5.1. Da leitura dos arts. 3º, caput e § 2º, e 6º do Decreto-lei n. 116/1967, verifica-se que a responsabilidade do transportador marítimo começa desde o momento em que é iniciado o procedimento de carga, ao costado do navio (parede lateral da embarcação, que vai desde a linha de flutuação até a borda), com a operação dos respectivos aparelhos, e termina no momento em que a mercadoria é entregue à entidade portuária.
5.2. Ocorre que o momento considerado como de efetiva entrega da mercadoria é aquele em que se inicia a lingada do içamento, dentro da embarcação, ou seja, no início da operação de descarga. Em outras palavras, segundo a legislação de regência, não é preciso esperar o fim da operação de descarga da mercadoria no porto de destino para cessar a responsabilidade do transportador marítimo, bastando o mero início da operação para que haja o término do contrato de transporte e a responsabilidade passe a ser do recebedor da carga (no caso, da entidade portuária).
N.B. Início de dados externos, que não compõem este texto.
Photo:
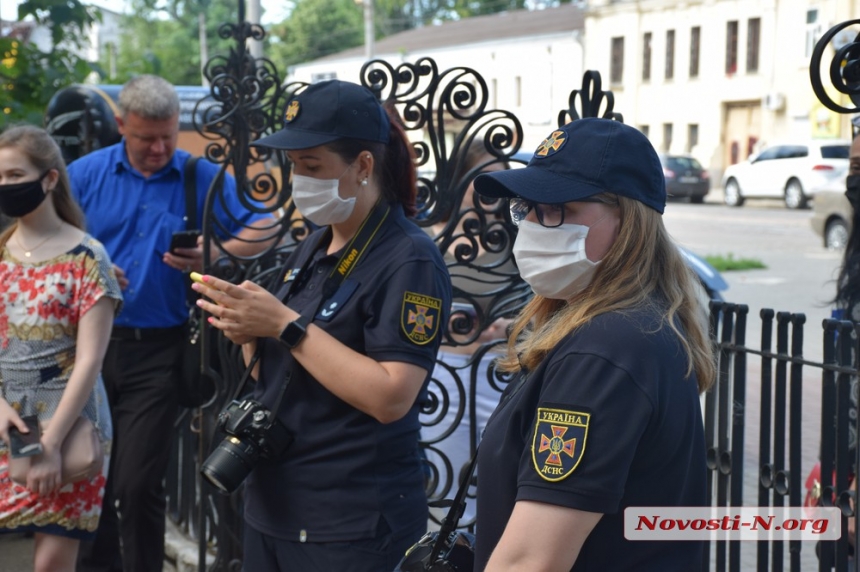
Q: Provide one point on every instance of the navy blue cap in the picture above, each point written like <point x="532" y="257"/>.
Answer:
<point x="581" y="159"/>
<point x="327" y="111"/>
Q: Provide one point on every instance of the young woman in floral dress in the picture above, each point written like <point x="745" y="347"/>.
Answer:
<point x="58" y="296"/>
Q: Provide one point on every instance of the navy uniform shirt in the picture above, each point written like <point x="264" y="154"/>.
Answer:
<point x="347" y="476"/>
<point x="607" y="421"/>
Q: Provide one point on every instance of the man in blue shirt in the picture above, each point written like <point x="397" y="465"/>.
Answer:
<point x="134" y="199"/>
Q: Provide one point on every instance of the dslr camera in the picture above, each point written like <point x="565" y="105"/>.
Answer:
<point x="438" y="551"/>
<point x="253" y="432"/>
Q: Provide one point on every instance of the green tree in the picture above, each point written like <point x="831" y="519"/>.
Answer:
<point x="29" y="76"/>
<point x="176" y="53"/>
<point x="315" y="29"/>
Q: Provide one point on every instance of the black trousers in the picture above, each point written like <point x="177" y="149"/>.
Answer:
<point x="262" y="552"/>
<point x="140" y="378"/>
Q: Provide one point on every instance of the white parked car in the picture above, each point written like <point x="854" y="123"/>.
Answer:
<point x="790" y="171"/>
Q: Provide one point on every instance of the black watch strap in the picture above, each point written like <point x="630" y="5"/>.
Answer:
<point x="294" y="332"/>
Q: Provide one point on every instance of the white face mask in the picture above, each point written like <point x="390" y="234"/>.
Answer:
<point x="552" y="260"/>
<point x="319" y="201"/>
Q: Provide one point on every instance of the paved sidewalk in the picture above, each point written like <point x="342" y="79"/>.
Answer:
<point x="16" y="554"/>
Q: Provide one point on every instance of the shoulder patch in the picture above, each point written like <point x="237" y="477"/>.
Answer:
<point x="420" y="317"/>
<point x="559" y="441"/>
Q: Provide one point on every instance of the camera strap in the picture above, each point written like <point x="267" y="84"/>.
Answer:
<point x="349" y="259"/>
<point x="352" y="253"/>
<point x="452" y="519"/>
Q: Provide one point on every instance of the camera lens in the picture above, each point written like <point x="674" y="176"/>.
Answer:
<point x="229" y="464"/>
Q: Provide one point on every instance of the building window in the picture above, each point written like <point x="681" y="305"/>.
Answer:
<point x="646" y="56"/>
<point x="731" y="47"/>
<point x="695" y="39"/>
<point x="670" y="54"/>
<point x="753" y="41"/>
<point x="813" y="30"/>
<point x="692" y="136"/>
<point x="616" y="65"/>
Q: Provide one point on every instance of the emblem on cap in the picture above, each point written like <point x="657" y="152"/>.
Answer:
<point x="559" y="441"/>
<point x="292" y="111"/>
<point x="551" y="144"/>
<point x="420" y="317"/>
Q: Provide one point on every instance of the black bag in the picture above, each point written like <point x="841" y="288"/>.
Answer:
<point x="446" y="549"/>
<point x="195" y="387"/>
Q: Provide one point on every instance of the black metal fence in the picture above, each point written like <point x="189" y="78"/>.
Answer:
<point x="447" y="111"/>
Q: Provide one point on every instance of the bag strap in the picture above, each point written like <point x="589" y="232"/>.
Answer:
<point x="458" y="506"/>
<point x="190" y="179"/>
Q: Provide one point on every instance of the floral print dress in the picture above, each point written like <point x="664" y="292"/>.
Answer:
<point x="41" y="305"/>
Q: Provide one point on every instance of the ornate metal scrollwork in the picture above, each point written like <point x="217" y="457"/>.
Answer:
<point x="591" y="99"/>
<point x="844" y="69"/>
<point x="456" y="136"/>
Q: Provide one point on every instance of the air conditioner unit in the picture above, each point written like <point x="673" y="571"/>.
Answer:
<point x="774" y="101"/>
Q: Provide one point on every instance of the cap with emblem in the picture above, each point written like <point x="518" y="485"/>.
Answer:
<point x="327" y="111"/>
<point x="581" y="159"/>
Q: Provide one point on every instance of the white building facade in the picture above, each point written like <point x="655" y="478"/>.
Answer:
<point x="716" y="78"/>
<point x="530" y="61"/>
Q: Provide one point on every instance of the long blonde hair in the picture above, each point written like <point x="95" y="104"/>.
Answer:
<point x="643" y="267"/>
<point x="44" y="154"/>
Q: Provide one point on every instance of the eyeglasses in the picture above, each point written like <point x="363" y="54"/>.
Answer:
<point x="549" y="216"/>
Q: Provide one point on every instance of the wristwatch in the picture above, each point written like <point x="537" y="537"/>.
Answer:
<point x="294" y="332"/>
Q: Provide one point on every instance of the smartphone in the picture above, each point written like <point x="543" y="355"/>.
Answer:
<point x="25" y="444"/>
<point x="184" y="239"/>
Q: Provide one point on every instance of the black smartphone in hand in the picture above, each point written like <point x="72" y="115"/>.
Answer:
<point x="25" y="444"/>
<point x="184" y="239"/>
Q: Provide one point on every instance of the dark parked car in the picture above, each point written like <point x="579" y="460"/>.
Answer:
<point x="685" y="177"/>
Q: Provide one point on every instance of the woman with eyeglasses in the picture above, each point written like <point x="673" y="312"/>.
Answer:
<point x="612" y="352"/>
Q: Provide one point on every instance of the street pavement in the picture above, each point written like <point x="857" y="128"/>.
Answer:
<point x="798" y="278"/>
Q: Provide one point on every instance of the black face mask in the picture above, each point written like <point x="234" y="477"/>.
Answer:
<point x="19" y="199"/>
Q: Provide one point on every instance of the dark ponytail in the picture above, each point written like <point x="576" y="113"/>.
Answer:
<point x="394" y="163"/>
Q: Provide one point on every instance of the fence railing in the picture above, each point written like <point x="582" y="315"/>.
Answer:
<point x="767" y="397"/>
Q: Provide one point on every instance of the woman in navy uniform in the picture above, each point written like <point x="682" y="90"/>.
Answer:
<point x="356" y="324"/>
<point x="613" y="352"/>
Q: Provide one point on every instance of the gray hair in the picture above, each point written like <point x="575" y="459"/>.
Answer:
<point x="150" y="97"/>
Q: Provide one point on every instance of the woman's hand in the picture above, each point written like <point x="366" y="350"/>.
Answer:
<point x="8" y="418"/>
<point x="45" y="475"/>
<point x="243" y="312"/>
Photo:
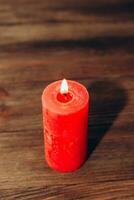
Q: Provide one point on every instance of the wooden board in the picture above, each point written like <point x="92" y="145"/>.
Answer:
<point x="88" y="41"/>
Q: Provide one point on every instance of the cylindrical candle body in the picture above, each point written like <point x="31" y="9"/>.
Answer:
<point x="65" y="126"/>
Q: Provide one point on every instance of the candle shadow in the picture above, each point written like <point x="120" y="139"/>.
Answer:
<point x="107" y="99"/>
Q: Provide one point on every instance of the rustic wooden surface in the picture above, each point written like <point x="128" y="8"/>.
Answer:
<point x="89" y="41"/>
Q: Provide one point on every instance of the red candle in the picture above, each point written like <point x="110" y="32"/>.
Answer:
<point x="65" y="121"/>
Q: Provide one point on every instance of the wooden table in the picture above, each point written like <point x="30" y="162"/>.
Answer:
<point x="89" y="41"/>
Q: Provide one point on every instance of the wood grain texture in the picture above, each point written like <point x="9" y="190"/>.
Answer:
<point x="89" y="41"/>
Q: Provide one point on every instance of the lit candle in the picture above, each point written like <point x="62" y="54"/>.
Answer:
<point x="65" y="121"/>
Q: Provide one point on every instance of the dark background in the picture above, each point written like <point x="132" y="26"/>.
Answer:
<point x="88" y="41"/>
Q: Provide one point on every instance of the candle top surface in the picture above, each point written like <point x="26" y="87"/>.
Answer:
<point x="76" y="98"/>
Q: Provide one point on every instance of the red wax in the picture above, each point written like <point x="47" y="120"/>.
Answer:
<point x="65" y="121"/>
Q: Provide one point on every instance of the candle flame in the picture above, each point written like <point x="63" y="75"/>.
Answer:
<point x="64" y="87"/>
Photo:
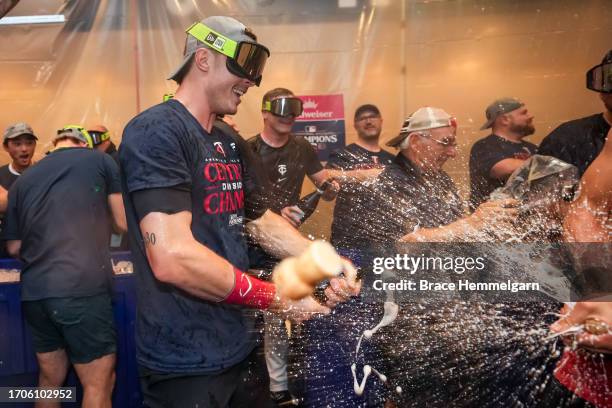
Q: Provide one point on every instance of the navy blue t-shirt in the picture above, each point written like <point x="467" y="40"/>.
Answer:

5.3. Na hipótese, é fato incontroverso nos autos que, no momento da explosão do navio Vicuña, a operação de descarga do metanol no Terminal da Cattalini já tinha sido iniciada, razão pela qual, nos termos do que estabelece a legislação especial, a responsabilidade da transportadora da carga, ora recorrente, já havia sido cessada.
5.4. Somente se ficasse comprovada a culpa da recorrente - transportadora marítima - pela explosão do navio Vicuña, e, consequentemente, pela perda total da carga transportada, é que se poderia atribuir-lhe a responsabilidade pelo respectivo ressarcimento dos valores pagos pela seguradora sub-rogada.
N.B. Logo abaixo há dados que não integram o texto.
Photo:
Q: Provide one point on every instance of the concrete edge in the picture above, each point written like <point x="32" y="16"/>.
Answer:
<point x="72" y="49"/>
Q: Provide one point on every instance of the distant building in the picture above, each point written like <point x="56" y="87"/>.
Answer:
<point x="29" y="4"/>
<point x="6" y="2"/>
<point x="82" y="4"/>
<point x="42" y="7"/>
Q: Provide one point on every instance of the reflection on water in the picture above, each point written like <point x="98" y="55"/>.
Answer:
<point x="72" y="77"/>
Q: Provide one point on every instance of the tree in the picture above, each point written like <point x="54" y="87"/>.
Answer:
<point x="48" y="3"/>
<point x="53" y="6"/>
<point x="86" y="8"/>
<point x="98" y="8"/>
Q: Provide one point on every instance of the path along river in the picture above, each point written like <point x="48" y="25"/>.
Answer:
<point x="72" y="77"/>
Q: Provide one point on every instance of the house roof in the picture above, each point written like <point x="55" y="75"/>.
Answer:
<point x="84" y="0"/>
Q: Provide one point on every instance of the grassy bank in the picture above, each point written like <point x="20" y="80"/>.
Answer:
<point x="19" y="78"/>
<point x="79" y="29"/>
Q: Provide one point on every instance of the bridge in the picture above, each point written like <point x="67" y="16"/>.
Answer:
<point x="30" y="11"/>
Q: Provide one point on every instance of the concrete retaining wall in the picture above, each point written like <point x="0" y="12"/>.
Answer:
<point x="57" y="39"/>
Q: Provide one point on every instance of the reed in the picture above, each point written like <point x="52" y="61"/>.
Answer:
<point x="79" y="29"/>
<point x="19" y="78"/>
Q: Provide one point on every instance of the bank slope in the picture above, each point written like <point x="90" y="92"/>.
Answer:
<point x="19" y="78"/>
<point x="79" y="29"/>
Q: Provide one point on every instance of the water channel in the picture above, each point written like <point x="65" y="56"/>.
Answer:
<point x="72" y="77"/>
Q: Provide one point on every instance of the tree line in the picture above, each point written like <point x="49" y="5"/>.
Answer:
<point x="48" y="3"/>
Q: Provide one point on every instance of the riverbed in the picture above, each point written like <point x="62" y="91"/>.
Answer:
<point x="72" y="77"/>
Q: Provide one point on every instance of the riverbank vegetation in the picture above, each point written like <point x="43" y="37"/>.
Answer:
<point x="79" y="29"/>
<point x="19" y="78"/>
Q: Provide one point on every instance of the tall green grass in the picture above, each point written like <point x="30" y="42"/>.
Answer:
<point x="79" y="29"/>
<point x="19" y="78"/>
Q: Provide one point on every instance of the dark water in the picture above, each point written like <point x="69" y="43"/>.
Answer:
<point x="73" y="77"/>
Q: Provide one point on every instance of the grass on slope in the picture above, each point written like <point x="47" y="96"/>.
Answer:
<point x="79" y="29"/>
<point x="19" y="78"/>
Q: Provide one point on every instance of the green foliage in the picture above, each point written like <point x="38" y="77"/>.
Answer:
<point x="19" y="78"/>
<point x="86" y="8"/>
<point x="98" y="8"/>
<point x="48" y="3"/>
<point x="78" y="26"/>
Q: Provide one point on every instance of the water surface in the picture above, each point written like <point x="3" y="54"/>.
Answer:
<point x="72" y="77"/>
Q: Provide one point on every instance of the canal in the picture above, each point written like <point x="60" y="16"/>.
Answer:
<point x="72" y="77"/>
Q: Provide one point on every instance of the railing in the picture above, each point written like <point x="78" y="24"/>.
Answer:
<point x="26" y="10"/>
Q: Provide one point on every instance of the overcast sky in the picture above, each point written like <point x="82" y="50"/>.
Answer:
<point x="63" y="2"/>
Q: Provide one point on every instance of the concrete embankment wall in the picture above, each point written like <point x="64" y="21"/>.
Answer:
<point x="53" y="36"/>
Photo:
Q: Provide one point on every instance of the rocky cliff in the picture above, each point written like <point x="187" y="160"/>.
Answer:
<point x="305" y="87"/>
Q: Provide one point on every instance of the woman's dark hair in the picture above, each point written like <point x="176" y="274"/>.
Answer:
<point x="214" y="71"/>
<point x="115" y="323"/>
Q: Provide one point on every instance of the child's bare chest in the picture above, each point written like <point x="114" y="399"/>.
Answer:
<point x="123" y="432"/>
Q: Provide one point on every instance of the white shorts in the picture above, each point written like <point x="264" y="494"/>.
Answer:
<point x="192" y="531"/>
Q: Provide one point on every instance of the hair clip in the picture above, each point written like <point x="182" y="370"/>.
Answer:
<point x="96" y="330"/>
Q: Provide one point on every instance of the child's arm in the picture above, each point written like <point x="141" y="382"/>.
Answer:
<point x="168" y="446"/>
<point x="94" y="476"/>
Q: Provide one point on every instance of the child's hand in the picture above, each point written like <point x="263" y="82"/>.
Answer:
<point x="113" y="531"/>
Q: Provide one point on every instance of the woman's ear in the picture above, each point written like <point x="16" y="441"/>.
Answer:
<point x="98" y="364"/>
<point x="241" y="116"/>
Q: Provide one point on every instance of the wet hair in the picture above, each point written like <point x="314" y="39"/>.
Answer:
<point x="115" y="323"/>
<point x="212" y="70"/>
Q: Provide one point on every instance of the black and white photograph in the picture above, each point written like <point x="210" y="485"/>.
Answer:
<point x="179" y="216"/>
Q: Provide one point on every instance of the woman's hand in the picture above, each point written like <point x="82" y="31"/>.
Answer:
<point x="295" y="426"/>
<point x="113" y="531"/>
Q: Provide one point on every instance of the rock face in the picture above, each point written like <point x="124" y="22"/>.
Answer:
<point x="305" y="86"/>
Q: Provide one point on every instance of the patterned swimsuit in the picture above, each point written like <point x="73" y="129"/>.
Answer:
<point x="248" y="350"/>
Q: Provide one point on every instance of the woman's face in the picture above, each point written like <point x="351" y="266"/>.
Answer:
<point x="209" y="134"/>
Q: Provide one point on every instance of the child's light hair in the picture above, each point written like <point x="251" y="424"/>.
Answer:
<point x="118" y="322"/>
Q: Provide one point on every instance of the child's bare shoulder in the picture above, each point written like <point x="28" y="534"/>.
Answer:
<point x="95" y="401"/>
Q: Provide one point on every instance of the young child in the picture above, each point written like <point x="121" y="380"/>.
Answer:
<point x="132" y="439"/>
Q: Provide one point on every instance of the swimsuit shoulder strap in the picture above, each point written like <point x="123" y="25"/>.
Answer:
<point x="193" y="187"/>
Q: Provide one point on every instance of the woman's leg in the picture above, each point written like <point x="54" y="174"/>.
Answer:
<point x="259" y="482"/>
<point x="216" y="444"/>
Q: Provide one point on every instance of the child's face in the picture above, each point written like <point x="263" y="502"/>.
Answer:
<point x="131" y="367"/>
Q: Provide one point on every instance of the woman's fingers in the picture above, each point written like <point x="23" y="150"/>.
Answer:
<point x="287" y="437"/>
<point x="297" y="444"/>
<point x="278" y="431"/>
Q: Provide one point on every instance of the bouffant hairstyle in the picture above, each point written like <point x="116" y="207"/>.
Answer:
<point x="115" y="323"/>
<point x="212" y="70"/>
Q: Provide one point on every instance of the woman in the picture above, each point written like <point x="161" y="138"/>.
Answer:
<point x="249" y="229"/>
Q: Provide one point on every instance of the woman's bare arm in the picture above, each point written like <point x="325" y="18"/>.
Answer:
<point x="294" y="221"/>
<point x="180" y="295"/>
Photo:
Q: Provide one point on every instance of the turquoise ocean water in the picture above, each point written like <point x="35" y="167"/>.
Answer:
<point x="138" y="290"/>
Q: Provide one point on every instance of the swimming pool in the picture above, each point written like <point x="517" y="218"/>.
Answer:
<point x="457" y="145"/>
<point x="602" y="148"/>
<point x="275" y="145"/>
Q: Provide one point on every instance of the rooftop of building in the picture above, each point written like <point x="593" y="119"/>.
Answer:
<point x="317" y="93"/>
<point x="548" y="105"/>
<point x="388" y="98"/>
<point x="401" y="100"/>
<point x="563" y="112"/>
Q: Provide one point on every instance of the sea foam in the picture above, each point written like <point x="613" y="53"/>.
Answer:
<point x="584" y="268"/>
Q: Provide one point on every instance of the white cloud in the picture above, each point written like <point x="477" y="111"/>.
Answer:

Entretanto, também é fato incontroverso que, após mais de um ano de investigação, a Capitania dos Portos de Paranaguá concluiu pela impossibilidade de verificação das causas da explosão.
5.5. Diante desse cenário, a responsabilidade pela perda da carga de propriedade da segurada (Synteko), cuja seguradora recorrida se sub-rogou, é da entidade portuária recebedora da mercadoria, no caso, da corré Cattalini Terminais Marítimos Ltda., que sequer apelou da sentença.
5.6. Por essas razões, impõe-se a reforma do acórdão recorrido para julgar improcedente a ação de ressarcimento em desfavor da recorrente, ficando prejudicadas as demais alegações suscitadas no recurso especial.
6. Recurso especial parcialmente conhecido e, nessa extensão, provido.
(STJ, REsp n. 1.625.990/PR, relator Ministro Marco Aurélio Bellizze, Terceira Turma, julgado em 24/10/2023, DJe de 26/10/2023.)